FIG. 1 is a flow chart depicting a conventional method 10 for fabricating side shields for a conventional magnetic recording transducer. For simplicity, some steps are omitted. The conventional method 10 typically starts after a pole, such as a perpendicular magnetic recording (PMR) pole has been provided in a nonmagnetic layer, such as aluminum oxide. For example, a damascene process that forms a trench in the aluminum oxide layer, deposits nonmagnetic side gap/seed layers, and deposits magnetic pole layers may be used. In addition, the portion of the magnetic material external to the trench may be removed, for example using a chemical mechanical planarization (CMP) process. A wet etch mask is provided, via step 12. The wet etch mask exposes part of the nonmagnetic layer around the pole near the location at which the air-bearing surface (ABS location) is to be formed. The portion of the nonmagnetic layer exposed by the wet etch mask is also exposed by any other masks remaining from the pole formation process.
The exposed aluminum oxide is wet etched, via step 14. Thus, a trench is formed around a portion of the pole near the ABS location. Note that side gap layers may remain after the aluminum oxide etch in step 14. In some cases, a side gap layer (or an additional side gap layer) may be deposited after step 14. The seed layer for the side shield is deposited, via step 16. A mask for the side shield is deposited, via step 18 and the side shield deposited, via step 20. The mask used for depositing the side shield may also be removed in step 20. Further, the exposed portion of the side shield seed may also be removed. Aluminum oxide is deposited, via step 22. Thus, the trench formed by the wet etch is refilled. The transducer may then be planarized, via step 24. Formation of the transducer may then be completed.
FIG. 2 depicts plan and air-bearing surface (ABS) views of a portion of a conventional PMR transducer 50 formed using the conventional method 10. The conventional transducer 50 includes an underlayer 52, aluminum oxide layer 54 in which the pole is formed, Ru side gap layer 56 which is deposited in the trench (not shown) is also shown. The pole 58, seed layer 60, side shield 62, and aluminum oxide layer 64 are also shown.
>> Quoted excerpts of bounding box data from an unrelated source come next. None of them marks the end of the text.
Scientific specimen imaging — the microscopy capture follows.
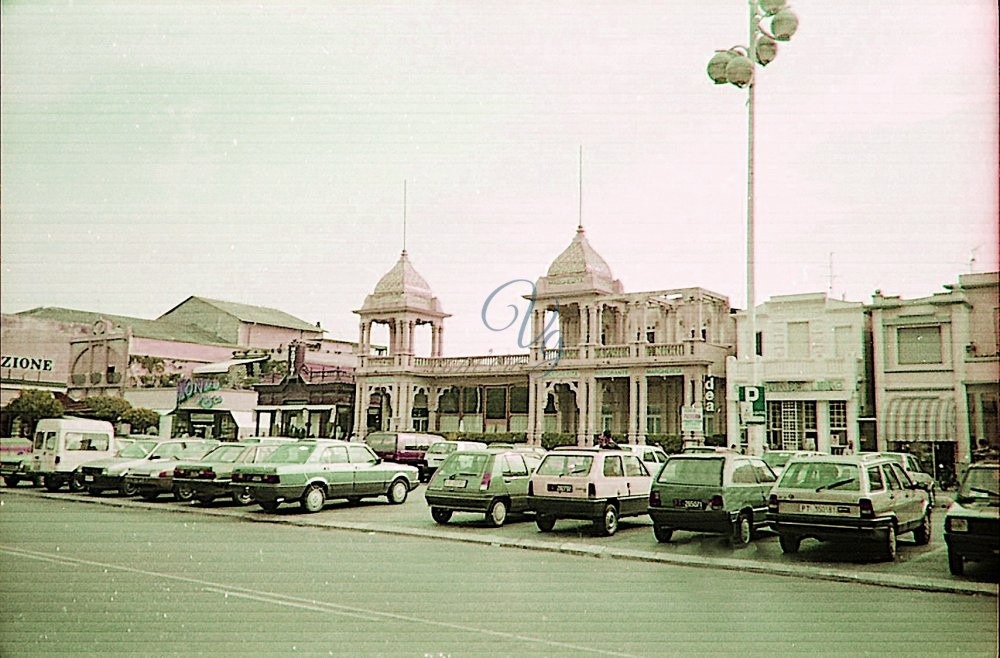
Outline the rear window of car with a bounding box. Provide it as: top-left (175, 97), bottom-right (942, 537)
top-left (535, 455), bottom-right (594, 476)
top-left (656, 457), bottom-right (725, 486)
top-left (438, 452), bottom-right (490, 478)
top-left (778, 461), bottom-right (861, 491)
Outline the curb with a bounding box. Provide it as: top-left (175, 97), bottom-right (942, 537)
top-left (2, 488), bottom-right (998, 598)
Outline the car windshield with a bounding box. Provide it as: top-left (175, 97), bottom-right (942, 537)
top-left (264, 443), bottom-right (318, 464)
top-left (535, 455), bottom-right (594, 476)
top-left (204, 446), bottom-right (246, 464)
top-left (958, 468), bottom-right (1000, 499)
top-left (118, 441), bottom-right (156, 459)
top-left (656, 457), bottom-right (726, 487)
top-left (764, 452), bottom-right (792, 468)
top-left (438, 452), bottom-right (490, 478)
top-left (778, 461), bottom-right (861, 491)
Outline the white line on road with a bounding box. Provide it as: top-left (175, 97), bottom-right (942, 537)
top-left (0, 545), bottom-right (632, 656)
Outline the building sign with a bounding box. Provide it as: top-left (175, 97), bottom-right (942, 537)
top-left (681, 407), bottom-right (704, 432)
top-left (701, 375), bottom-right (716, 414)
top-left (737, 386), bottom-right (767, 423)
top-left (764, 379), bottom-right (844, 393)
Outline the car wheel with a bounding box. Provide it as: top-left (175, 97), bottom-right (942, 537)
top-left (431, 507), bottom-right (451, 525)
top-left (486, 499), bottom-right (507, 528)
top-left (778, 535), bottom-right (802, 553)
top-left (174, 485), bottom-right (194, 502)
top-left (257, 500), bottom-right (281, 514)
top-left (386, 478), bottom-right (410, 505)
top-left (913, 509), bottom-right (931, 546)
top-left (882, 524), bottom-right (896, 562)
top-left (948, 550), bottom-right (965, 576)
top-left (597, 503), bottom-right (618, 537)
top-left (300, 484), bottom-right (326, 514)
top-left (231, 487), bottom-right (253, 506)
top-left (535, 514), bottom-right (556, 532)
top-left (732, 512), bottom-right (753, 548)
top-left (69, 473), bottom-right (86, 493)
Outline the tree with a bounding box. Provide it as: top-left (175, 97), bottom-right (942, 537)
top-left (83, 395), bottom-right (132, 423)
top-left (122, 407), bottom-right (160, 434)
top-left (4, 390), bottom-right (64, 436)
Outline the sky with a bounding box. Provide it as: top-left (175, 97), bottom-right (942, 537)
top-left (0, 0), bottom-right (998, 356)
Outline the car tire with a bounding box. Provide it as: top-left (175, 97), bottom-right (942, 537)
top-left (913, 509), bottom-right (931, 546)
top-left (299, 484), bottom-right (326, 514)
top-left (174, 485), bottom-right (194, 503)
top-left (69, 473), bottom-right (86, 493)
top-left (385, 478), bottom-right (410, 505)
top-left (731, 512), bottom-right (753, 548)
top-left (231, 487), bottom-right (253, 507)
top-left (778, 535), bottom-right (802, 553)
top-left (431, 507), bottom-right (451, 525)
top-left (948, 550), bottom-right (965, 576)
top-left (257, 500), bottom-right (281, 514)
top-left (595, 503), bottom-right (618, 537)
top-left (535, 514), bottom-right (556, 532)
top-left (880, 523), bottom-right (898, 562)
top-left (486, 498), bottom-right (507, 528)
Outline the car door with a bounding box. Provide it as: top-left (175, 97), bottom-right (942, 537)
top-left (501, 452), bottom-right (528, 512)
top-left (347, 445), bottom-right (390, 496)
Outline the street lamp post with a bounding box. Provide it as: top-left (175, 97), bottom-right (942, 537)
top-left (708, 0), bottom-right (799, 455)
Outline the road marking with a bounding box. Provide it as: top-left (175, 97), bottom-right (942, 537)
top-left (0, 545), bottom-right (632, 658)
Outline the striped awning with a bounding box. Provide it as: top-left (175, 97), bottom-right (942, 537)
top-left (885, 396), bottom-right (957, 442)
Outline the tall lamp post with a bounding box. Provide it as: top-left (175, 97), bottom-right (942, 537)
top-left (708, 0), bottom-right (799, 455)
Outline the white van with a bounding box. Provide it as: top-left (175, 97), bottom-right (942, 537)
top-left (31, 417), bottom-right (117, 491)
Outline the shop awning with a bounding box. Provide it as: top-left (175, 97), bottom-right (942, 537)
top-left (886, 396), bottom-right (956, 442)
top-left (191, 356), bottom-right (269, 375)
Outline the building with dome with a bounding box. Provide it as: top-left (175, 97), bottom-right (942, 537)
top-left (354, 226), bottom-right (736, 445)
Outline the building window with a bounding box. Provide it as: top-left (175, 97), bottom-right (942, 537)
top-left (788, 322), bottom-right (809, 359)
top-left (896, 325), bottom-right (942, 365)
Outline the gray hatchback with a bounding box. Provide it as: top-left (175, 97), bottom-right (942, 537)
top-left (424, 449), bottom-right (540, 527)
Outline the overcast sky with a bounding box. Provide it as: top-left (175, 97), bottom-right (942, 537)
top-left (0, 0), bottom-right (998, 355)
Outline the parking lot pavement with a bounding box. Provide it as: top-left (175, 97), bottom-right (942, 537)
top-left (2, 486), bottom-right (998, 596)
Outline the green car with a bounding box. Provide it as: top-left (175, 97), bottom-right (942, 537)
top-left (230, 439), bottom-right (419, 512)
top-left (649, 452), bottom-right (777, 546)
top-left (424, 448), bottom-right (541, 527)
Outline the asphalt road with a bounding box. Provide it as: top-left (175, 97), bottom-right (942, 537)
top-left (0, 493), bottom-right (997, 656)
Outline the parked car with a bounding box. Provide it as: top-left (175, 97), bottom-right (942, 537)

Thus, using the conventional method 10, the side shield 62 may be formed.
Although the conventional method 10 may provide the conventional transducer 50, there may be drawbacks. The performance of the conventional transducer 50 may be compromised. In particular, fabrication using the method 10 may result in magnetic material at unexpected and/or uncontrolled locations. For example, the magnetic transducer 50 may include magnetic inclusions 66. The inclusions may be present due to the removal of excess side shield material after step 20. In addition, undercuts 68 are shown. These undercuts may be formed due to the mask provided in step 18. The mask may have a BARC or other mask underlayer that is formed for mask formation. The mask underlayer that tends to be undercut. Thus, when the side shield materials are deposited, the undercut may be filled, forming inclusions 68. Thus, magnetic material may reside at locations 66 and 68, which are inadvertent and uncontrolled. In addition, parts (not shown) of the seed layer 60 that are far from the pole 58 may be difficult to remove. There may be some portion of the magnetic side shield material residing on these remaining parts of the transducer 10. Thus, additional unwanted magnetic material may remain at the ABS of the conventional magnetic transducer 50. Like the inclusions 66 and 68, this additional magnetic material is undesirable.
Accordingly, what is needed is an improved method for fabricating a transducer.